Again that is not really so! The increasingly complex and risky financial products chosen were entirely based on that these could be argued to be very safe, and therefore require banks to hold less capital. For instance mortgage debt would never ever have exploded as it did, if instead of receiving a 35 percent risk weight, it had the 100 percent risk weight assigned to “risky” SMEs and entrepreneurs.

And Plender also wrote about King arguing: “They were trapped by what game theorists call a prisoner’s dilemma. If they retreated from riskier lending and trading strategies while reducing their borrowings, a decline in short-term profits relative to their competitors would have caused staff to defect in pursuit of higher bonuses elsewhere and prompted calls for the chief executive’s head.”

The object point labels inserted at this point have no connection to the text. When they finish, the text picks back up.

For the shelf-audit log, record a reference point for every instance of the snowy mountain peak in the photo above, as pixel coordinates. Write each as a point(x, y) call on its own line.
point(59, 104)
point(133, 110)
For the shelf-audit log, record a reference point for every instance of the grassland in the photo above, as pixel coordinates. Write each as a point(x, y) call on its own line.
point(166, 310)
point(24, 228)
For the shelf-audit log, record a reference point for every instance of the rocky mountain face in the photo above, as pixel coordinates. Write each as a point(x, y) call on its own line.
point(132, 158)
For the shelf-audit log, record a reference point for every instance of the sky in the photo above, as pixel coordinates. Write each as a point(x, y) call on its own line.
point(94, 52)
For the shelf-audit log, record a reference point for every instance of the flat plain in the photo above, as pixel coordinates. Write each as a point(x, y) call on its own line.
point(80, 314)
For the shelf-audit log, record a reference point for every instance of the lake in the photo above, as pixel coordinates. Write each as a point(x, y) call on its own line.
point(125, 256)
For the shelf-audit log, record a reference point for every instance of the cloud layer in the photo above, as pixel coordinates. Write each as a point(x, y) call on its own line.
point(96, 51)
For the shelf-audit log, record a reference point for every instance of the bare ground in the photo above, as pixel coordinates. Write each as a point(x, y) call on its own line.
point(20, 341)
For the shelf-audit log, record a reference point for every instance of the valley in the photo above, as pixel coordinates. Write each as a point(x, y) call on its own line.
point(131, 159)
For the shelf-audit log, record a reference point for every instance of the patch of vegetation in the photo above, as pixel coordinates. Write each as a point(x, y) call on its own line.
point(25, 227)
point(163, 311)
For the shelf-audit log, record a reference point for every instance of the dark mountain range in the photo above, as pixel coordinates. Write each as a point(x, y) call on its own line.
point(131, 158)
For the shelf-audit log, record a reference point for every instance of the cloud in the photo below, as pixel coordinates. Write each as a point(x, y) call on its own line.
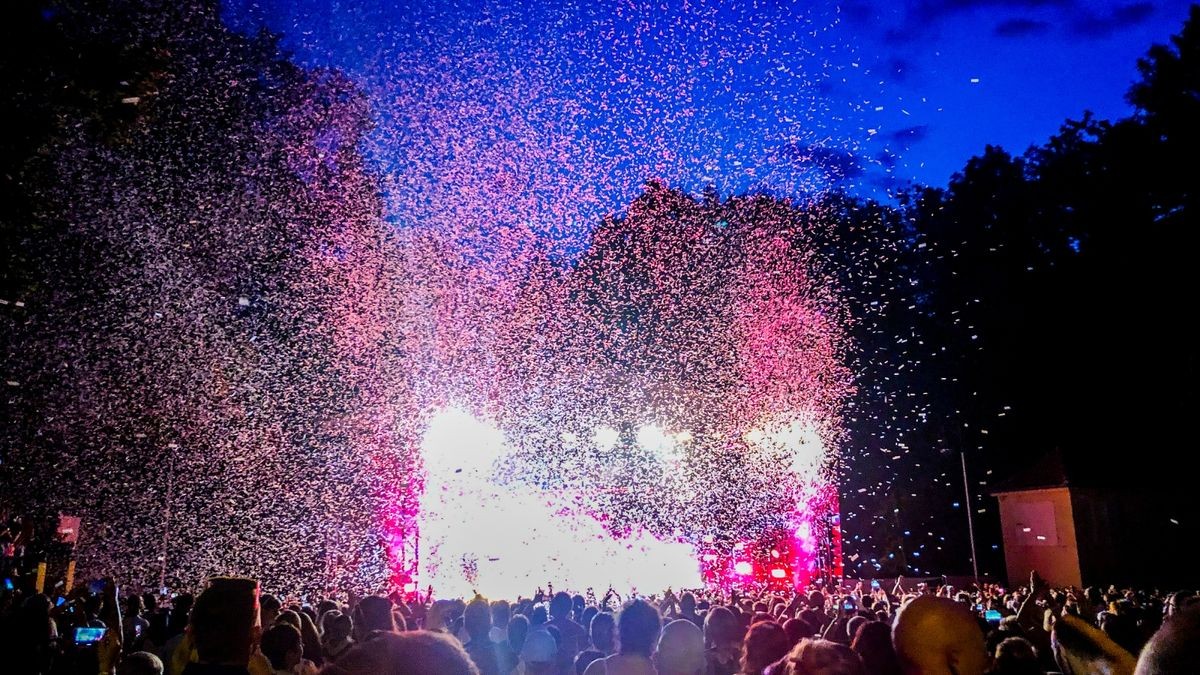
point(1021, 28)
point(1096, 25)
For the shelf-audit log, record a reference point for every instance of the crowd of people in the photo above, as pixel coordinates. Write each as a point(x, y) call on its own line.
point(232, 628)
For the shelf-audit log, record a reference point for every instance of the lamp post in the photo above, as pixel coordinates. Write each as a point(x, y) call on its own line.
point(966, 491)
point(166, 514)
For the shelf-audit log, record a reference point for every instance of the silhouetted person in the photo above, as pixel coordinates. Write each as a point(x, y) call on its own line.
point(141, 663)
point(723, 639)
point(765, 644)
point(486, 653)
point(417, 652)
point(821, 657)
point(573, 638)
point(1015, 656)
point(637, 631)
point(937, 635)
point(873, 644)
point(681, 649)
point(223, 627)
point(1175, 647)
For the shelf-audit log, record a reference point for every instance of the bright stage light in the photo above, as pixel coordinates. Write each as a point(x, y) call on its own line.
point(654, 440)
point(480, 532)
point(605, 437)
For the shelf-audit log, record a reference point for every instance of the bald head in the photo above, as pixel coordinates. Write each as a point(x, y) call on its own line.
point(1175, 647)
point(681, 649)
point(1080, 647)
point(937, 635)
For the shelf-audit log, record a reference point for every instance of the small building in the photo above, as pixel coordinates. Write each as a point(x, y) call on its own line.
point(1079, 527)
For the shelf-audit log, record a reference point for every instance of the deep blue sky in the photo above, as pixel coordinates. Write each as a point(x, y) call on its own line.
point(745, 95)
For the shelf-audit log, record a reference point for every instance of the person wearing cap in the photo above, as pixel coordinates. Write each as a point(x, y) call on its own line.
point(539, 655)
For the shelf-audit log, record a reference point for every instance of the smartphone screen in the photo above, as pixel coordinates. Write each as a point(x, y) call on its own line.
point(88, 635)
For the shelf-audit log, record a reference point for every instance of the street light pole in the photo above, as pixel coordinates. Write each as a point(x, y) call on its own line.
point(166, 514)
point(966, 491)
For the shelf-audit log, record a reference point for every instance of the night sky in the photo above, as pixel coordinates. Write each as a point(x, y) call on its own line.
point(789, 99)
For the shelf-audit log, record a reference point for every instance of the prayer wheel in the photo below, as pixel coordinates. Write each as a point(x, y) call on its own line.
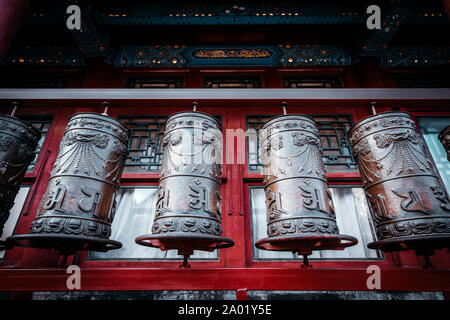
point(409, 204)
point(444, 137)
point(188, 208)
point(78, 207)
point(300, 211)
point(18, 142)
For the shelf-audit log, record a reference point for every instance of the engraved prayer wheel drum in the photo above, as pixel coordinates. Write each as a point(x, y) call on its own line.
point(18, 142)
point(300, 211)
point(408, 201)
point(79, 204)
point(444, 137)
point(188, 208)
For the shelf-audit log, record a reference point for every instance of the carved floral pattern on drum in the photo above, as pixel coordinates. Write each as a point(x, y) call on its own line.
point(70, 225)
point(310, 155)
point(305, 225)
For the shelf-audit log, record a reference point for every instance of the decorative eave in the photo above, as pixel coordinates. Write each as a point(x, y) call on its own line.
point(43, 56)
point(195, 56)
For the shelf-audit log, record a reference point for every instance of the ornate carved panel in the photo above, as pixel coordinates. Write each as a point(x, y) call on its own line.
point(18, 141)
point(402, 184)
point(78, 207)
point(301, 215)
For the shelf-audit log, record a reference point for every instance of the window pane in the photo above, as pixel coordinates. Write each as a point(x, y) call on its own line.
point(308, 82)
point(431, 126)
point(333, 129)
point(15, 211)
point(155, 82)
point(134, 217)
point(41, 123)
point(352, 217)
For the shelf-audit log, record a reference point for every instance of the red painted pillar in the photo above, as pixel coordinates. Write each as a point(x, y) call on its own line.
point(11, 14)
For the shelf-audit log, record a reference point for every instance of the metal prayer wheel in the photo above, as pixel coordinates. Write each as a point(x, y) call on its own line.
point(188, 207)
point(408, 201)
point(18, 142)
point(300, 212)
point(444, 137)
point(78, 207)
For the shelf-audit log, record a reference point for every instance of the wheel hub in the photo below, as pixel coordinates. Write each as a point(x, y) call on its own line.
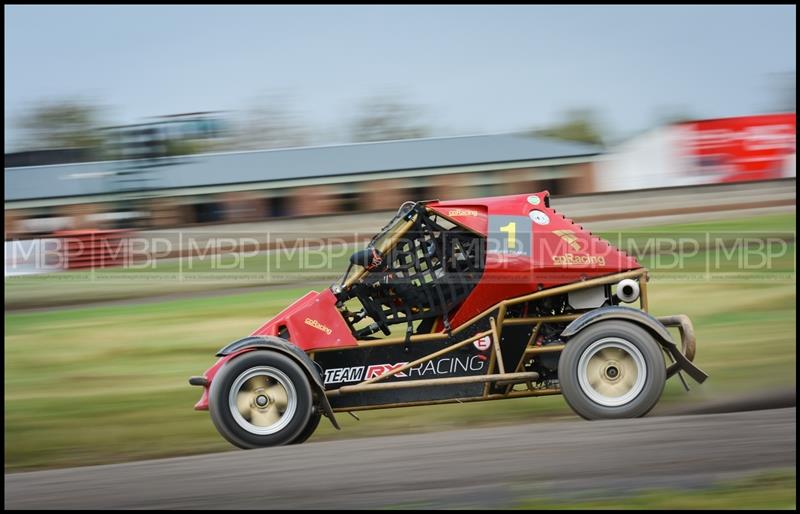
point(612, 372)
point(262, 400)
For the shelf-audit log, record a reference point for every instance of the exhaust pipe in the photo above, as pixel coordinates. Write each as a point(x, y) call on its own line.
point(628, 290)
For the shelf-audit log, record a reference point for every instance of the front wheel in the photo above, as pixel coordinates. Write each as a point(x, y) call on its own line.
point(259, 399)
point(613, 369)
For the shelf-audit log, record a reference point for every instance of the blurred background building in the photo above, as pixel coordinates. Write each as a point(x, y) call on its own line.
point(163, 174)
point(159, 190)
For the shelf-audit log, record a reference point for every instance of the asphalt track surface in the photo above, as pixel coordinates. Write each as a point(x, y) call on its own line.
point(469, 468)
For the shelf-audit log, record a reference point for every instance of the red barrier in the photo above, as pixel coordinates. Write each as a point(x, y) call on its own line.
point(82, 249)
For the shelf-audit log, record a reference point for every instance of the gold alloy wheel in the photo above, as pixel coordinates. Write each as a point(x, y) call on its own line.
point(262, 400)
point(612, 372)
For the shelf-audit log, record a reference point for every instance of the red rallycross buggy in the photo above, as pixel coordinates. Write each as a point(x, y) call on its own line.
point(494, 298)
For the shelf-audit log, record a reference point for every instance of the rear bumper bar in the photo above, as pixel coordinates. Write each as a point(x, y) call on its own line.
point(688, 347)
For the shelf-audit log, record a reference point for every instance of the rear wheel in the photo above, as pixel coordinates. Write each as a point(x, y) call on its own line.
point(613, 369)
point(260, 398)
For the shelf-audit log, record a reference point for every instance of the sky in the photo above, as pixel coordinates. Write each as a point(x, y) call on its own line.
point(471, 69)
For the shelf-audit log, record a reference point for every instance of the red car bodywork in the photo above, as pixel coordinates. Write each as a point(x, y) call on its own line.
point(558, 252)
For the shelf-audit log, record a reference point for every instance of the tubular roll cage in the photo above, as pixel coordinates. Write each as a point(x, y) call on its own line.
point(497, 375)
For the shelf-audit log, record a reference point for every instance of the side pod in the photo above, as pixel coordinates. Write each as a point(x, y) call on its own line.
point(683, 360)
point(292, 351)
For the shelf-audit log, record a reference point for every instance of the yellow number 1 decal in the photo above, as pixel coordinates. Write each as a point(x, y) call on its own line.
point(511, 230)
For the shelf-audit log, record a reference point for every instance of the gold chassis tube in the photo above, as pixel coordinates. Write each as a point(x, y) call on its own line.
point(515, 377)
point(513, 394)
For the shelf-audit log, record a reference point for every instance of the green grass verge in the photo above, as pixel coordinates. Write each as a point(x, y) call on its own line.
point(108, 384)
point(773, 490)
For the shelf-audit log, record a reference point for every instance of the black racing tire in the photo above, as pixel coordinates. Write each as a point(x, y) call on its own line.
point(612, 370)
point(269, 372)
point(311, 426)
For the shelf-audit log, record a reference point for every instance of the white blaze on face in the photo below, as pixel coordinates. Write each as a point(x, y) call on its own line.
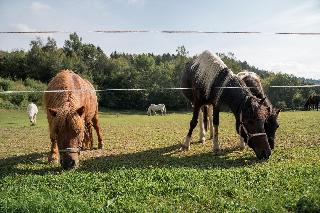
point(32, 110)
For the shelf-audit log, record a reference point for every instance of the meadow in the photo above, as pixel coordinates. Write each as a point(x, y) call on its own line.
point(142, 169)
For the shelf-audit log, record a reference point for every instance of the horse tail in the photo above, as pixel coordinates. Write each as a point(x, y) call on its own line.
point(205, 117)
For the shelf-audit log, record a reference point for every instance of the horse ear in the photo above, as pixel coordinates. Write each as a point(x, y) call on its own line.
point(262, 100)
point(269, 109)
point(278, 111)
point(81, 110)
point(53, 112)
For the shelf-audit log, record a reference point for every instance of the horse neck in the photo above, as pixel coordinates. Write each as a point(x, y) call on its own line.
point(234, 98)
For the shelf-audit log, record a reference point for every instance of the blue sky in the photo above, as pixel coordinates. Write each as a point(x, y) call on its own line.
point(295, 54)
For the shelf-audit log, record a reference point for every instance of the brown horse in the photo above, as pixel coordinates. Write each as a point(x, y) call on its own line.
point(71, 115)
point(213, 83)
point(312, 102)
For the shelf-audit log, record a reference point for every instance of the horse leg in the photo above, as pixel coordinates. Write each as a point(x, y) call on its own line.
point(54, 152)
point(242, 143)
point(193, 124)
point(215, 142)
point(88, 138)
point(96, 126)
point(210, 115)
point(202, 133)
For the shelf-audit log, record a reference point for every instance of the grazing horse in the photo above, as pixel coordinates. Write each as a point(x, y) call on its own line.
point(312, 102)
point(32, 111)
point(154, 107)
point(71, 114)
point(252, 80)
point(213, 83)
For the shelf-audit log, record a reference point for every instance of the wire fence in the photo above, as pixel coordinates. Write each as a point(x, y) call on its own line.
point(142, 89)
point(162, 31)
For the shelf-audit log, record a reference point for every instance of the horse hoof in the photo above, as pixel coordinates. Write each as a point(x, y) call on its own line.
point(53, 160)
point(184, 148)
point(216, 150)
point(242, 147)
point(101, 146)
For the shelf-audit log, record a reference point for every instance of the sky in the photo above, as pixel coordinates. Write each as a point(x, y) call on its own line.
point(294, 54)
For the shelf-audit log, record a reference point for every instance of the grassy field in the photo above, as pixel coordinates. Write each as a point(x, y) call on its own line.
point(142, 169)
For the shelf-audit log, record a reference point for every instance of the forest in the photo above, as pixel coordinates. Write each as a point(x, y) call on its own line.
point(33, 69)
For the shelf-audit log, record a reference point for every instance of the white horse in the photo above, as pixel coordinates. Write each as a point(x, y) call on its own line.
point(156, 107)
point(32, 111)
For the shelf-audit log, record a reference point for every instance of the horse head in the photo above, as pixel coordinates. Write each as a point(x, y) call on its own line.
point(69, 132)
point(252, 117)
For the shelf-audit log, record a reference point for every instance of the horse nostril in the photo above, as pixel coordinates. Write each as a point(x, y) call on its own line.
point(68, 163)
point(264, 154)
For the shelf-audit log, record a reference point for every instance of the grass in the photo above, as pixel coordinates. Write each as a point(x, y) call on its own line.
point(142, 169)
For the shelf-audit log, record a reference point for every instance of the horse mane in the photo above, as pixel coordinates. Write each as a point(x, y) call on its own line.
point(207, 66)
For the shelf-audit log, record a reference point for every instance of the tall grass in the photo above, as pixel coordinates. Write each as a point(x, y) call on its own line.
point(142, 169)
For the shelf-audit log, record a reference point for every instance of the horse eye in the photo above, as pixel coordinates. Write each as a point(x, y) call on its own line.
point(250, 122)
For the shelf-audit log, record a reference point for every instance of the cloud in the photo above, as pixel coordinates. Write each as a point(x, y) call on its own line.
point(303, 17)
point(140, 2)
point(39, 7)
point(23, 28)
point(26, 28)
point(296, 68)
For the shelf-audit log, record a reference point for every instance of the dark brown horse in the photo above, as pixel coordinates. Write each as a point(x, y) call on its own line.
point(312, 102)
point(252, 80)
point(214, 84)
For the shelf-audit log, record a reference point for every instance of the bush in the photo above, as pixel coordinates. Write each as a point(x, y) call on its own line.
point(18, 100)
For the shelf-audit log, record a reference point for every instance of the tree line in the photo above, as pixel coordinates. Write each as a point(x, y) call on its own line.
point(33, 69)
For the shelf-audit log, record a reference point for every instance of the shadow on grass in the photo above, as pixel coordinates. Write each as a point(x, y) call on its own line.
point(165, 158)
point(154, 158)
point(26, 164)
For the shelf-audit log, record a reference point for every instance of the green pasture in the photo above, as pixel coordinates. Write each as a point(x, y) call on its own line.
point(142, 169)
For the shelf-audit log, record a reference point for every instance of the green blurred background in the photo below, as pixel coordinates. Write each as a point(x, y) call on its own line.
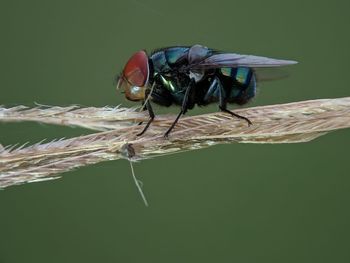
point(228, 203)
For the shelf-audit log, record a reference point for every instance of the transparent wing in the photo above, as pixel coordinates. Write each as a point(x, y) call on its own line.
point(269, 74)
point(237, 60)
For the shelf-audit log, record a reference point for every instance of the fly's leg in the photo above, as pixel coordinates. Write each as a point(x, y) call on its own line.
point(151, 115)
point(184, 107)
point(143, 108)
point(223, 105)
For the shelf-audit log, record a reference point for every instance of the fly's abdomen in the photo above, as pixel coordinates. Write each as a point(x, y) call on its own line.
point(239, 83)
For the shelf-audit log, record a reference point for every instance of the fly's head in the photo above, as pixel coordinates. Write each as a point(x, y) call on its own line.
point(134, 77)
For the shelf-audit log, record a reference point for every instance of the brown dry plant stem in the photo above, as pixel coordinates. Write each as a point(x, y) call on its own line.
point(283, 123)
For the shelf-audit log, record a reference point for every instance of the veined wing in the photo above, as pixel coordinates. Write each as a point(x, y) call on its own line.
point(237, 60)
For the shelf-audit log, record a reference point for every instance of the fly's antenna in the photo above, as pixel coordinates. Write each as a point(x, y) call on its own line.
point(130, 152)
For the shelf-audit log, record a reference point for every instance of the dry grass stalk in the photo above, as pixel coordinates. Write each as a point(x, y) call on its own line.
point(284, 123)
point(99, 119)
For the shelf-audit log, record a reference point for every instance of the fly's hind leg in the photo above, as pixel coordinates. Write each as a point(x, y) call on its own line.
point(223, 105)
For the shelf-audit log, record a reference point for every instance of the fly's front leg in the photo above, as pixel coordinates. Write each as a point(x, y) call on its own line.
point(148, 106)
point(223, 105)
point(184, 106)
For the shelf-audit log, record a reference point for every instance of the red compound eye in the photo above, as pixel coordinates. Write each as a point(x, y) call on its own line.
point(136, 70)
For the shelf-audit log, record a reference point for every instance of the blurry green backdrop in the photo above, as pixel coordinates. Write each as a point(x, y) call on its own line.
point(228, 203)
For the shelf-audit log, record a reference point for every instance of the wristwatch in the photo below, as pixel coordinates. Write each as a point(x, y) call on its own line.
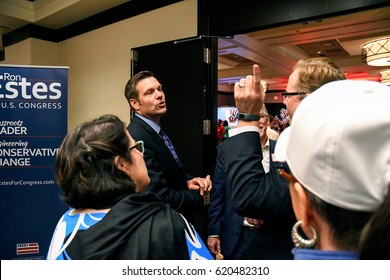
point(247, 117)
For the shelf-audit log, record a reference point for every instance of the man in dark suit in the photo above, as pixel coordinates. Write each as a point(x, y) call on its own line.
point(168, 177)
point(231, 233)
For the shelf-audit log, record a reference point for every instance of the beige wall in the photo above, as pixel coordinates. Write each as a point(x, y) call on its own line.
point(99, 60)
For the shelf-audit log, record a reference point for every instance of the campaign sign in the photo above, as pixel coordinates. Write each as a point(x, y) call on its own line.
point(33, 123)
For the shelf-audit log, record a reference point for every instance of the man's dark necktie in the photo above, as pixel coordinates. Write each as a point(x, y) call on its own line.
point(168, 143)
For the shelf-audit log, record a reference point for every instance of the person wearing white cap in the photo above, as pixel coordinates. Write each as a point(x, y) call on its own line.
point(339, 160)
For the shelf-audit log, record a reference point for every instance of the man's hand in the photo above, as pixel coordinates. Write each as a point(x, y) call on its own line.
point(214, 245)
point(202, 184)
point(249, 95)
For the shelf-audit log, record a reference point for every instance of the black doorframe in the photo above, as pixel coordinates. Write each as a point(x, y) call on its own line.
point(253, 15)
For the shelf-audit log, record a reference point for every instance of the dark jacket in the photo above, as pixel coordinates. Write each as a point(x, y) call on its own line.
point(167, 179)
point(139, 227)
point(258, 195)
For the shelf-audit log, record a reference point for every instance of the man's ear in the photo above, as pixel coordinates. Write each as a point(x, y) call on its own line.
point(120, 163)
point(134, 104)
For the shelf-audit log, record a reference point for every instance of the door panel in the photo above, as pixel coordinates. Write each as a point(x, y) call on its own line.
point(190, 87)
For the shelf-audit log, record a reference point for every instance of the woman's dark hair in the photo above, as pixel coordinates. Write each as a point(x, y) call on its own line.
point(85, 166)
point(375, 241)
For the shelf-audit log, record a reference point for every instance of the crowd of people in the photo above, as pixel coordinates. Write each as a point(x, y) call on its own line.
point(319, 190)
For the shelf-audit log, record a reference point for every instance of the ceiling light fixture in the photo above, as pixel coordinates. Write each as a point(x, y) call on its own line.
point(376, 52)
point(385, 75)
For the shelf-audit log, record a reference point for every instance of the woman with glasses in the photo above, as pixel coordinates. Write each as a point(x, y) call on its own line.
point(101, 170)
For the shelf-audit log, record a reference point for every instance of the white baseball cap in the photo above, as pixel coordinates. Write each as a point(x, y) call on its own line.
point(338, 144)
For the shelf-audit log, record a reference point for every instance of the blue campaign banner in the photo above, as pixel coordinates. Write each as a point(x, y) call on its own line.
point(33, 123)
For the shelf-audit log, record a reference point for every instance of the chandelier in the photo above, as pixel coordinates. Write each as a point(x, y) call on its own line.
point(376, 52)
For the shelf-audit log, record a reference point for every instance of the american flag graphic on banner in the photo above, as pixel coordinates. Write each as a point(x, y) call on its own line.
point(27, 248)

Those “short tem profits” are not some absolute profits, but returns on equity, and so banks, searching for the highest profits, naturally favored those exposures that provided the highest expected risk adjusted returns on equity, in other words those that could be most leveraged.

Sir, I have no respect for a regulator like Mervyn King. He and all his colleagues decided to regulate banks without defining their purpose. Had they done so they would have known, that the most important social purpose of banks is to allocate credit efficiently to the real economy.

Now our banks do not finance the riskier future they just refinance the, for the short time being, safer past.

“A ship in harbor is safe, but that is not what ships are for.” John Augustus Shedd, 1850-1926 

I can understand journalists covering the reputation of old friends… but is that really their role and duty? “Without fear and without favor”… Hah!